Delegating doesn’t mean simply handing employees something they’ve never done before and saying, “Let me have this by next Monday.”  You must provide the necessary training that will enable employees to do the new task and empower them to use their own influence

6. Take an interest, but don’t hover. 

Managerial snooping will not be welcomed by employees.  But the boss who really cares about the delegated assignment and takes the trouble to find out how it’s going won’t be resented.  On the contrary, employees will be pleased that their efforts are being noticed and appreciated, and they’ll be greatly influenced by these efforts.

7. Delegate, Don’t Abdicate

You’ll have maximum influence when you make specifically clear what is expected, then follow up to make sure goals and targets are being met.

8. Assess results

Carefully appraise employee’s performance of a delegated task.  Only then will you know what’s needed to improve that performance, such as further training or motivation.

9. Give appropriate rewards.

An employee who successfully completes a delegated assignment deserves recognition and praise.  The manager should recommend pay increases and promotions for employees who effectively handle greater responsibilities.

10. Don’t snatch back the delegated task.

An employee may not be doing as well as you’d hoped with an assignment, but think twice before you take it back-unless, of course, the problem is serious.  Making mistakes, finding out about them, and correcting them is a valuable learning experience.  And if you take back the task you delegate, your employees will wonder how sincere you are in your talk about delegating.

When to Delegate

  • •When someone else can do it is well as you or better.
  • •When you might do it poorly because of lack of time.
  • •When subordinates can do it as well enough for the cost or time involved.
  • •When the subordinates can’t do it as well but your doing it interferes with something more important.

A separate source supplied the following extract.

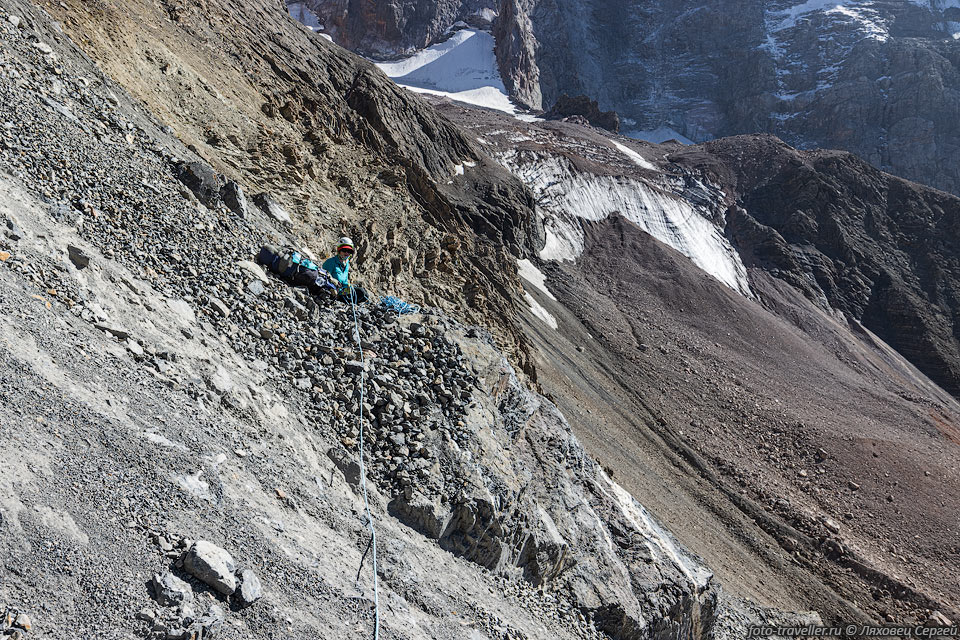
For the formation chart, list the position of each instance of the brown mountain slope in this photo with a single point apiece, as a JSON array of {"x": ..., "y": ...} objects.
[{"x": 829, "y": 463}]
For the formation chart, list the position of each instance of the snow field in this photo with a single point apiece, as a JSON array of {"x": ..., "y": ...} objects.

Delegate, coach the subordinate on how to do it, and expect less satisfactory results than you would have achieve. If this can’t be done, subordinates may be unqualified to do this job. You need controls on this situation.
  • •When a project will be useful for developing a subordinate, if cost or time permits, and if you can afford the risk.
  • •When it actually costs too much for you to do it.
  • •When you are spending too much of your time on operations.